Infant Negativity Moderates Trajectories of Maternal Emotion Across Pregnancy and the Peripartum Period

Affiliations

Infant Negativity Moderates Trajectories of Maternal Emotion Across Pregnancy and the Peripartum Period

Rebecca J Brooker et al. J Affect Disord Rep. 2023 Jan.

Abstract

Background: Although the effects of maternal behavior on the development of child emotion characteristics is relatively well-established, effects of infant characteristics on maternal emotion development is less well known. This gap in knowledge persists despite repeated calls for including child-to-mother effects in studies of emotion. We tested the theory-based postulate that infant temperamental negativity moderates longitudinal trajectories of mothers' perinatal symptoms of anxiety and depression.

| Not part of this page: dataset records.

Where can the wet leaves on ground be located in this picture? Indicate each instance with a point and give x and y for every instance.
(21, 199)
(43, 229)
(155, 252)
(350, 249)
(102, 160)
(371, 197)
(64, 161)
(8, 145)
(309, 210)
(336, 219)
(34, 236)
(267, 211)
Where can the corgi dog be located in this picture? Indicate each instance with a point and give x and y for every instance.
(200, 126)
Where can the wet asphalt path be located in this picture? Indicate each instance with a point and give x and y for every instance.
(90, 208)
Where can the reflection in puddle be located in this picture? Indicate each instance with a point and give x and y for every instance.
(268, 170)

Method: Participants were 92 pregnant community women who enrolled in a longitudinal study of maternal mental health; symptoms of anxiety and depression were assessed during the second and third trimesters of pregnancy and again at infant age 4 months. A multimethod assessment of infants' temperament-based negative reactivity was conducted at infant age 4 months.

Results: Maternal symptoms of anxiety showed smaller postnatal declines when levels of infant negativity were high. Negative reactivity, assessed via maternal report of infant behavior, was related to smaller postnatal declines in maternal anxiety, while infant negative reactivity, at the level of neuroendocrine function, was largely unrelated to longitudinal changes in maternal anxiety symptoms. Infant negativity was related to early levels, but largely unrelated to trajectories of maternal symptoms of depression.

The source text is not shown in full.